Но до экзаменов еще три недели, а мама уже капает мне на мозги с этой работой. Когда мы подъезжаем к высотному дому, где живет бабушка, я говорю ей, что все еще обдумываю варианты, и выскакиваю из машины, чтобы помочь папе достать чемоданы.

Это так странно. Моя мама – самый страшный человек, которого я знаю, но когда бабушка открывает дверь, она так съеживается, будто перед ней предстает огромный людоед, а не полутораметровая крашеная блондинка в желтом спортивном костюме и фартуке с надписью: «Поцелуй мешуга[40] повара». Бабушка стискивает меня в крепких объятиях, от нее пахнет «Шалимаром» и куриным жиром.

– Элли! Дай я на тебя посмотрю! Ты что-то необычное с волосами сделала! Я видела фотографии на «Фейсбуке»!

– Ты пользуешься «Фейсбуком»? – спрашивает мама.

– Мы с Элли там друзья, да? – бабушка подмигивает мне.

У мамы кривится лицо. Не знаю почему – из-за того, что мы с бабушкой дружим на «Фейсбуке», или потому что она настойчиво сокращает мое имя.

Мы входим. На диване в цветочек спит бабушкин друг Фил. Перед ним стоит огромный телевизор, где на полной громкости идет баскетбольный матч.

Бабушка касается моих волос. Они сейчас до плеч. С лета я не стриглась.

– Раньше были короче, – говорю я. – А теперь серединка на половинку.

– Сейчас лучше. Боб был просто ужасный! – говорит мама.

– Мам, но это был боб, а не ирокез.

– Я знаю, что это было. Но ты выглядела как мальчишка.

Я поворачиваюсь к бабушке.

– Мама перенесла какую-то детскую травму из-за стрижки? Она все никак забыть об этом не может.

Бабушка всплескивает руками.

– Знаешь, Элли, возможно, ты права. Когда ей было десять, она посмотрела «Ребенка Розмари»[41] и умоляла меня сводить ее в детскую парикмахерскую. Она заставляла отстригать волосы все короче и короче, пока совсем ничего не осталась, и, когда мы выходили, чья-то мама показала на нее, сказав своему сыну: «Не подстричь ли нам и тебя как этого милого мальчика?» Она с улыбкой смотрит на маму. – Эл, я и не знала, что ты так из-за этого расстроилась.

– Я не расстроилась, мама, потому что этого не было.
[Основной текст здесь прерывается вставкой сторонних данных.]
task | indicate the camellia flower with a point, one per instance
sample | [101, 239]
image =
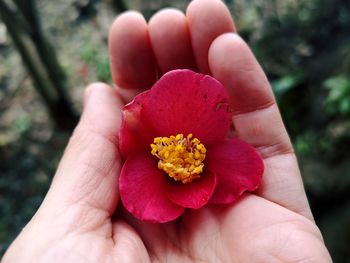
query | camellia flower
[174, 140]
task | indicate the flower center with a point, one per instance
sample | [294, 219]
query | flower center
[180, 157]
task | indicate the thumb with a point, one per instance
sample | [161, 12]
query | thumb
[87, 176]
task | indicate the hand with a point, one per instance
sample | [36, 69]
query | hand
[75, 223]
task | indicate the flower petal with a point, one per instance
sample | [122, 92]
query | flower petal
[195, 194]
[183, 101]
[142, 190]
[238, 168]
[135, 135]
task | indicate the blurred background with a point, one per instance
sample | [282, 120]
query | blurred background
[50, 50]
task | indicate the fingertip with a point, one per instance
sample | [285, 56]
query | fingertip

Я не смотрела этого фильма. А если бы и смотрела – он совершенно не подходит для десятилетнего ребенка.

– Я могу показать фотографии!

– Нет необходимости.

Бабушка осматривает мамину голову.

– Знаешь, может, тебе снова попробовать сделать пикси? Мне кажется, ты не меняла прическу с тех пор, как Клинтон стал президентом, – бабушка снова ехидно ухмыляется.

Мама касается рукой волос – они у нее прямые, каштановые, собраны в низкий хвост – и как будто бы становится еще на пару сантиметров ниже. Бабушка решает на этом оставить ее и тащит меня в кухню.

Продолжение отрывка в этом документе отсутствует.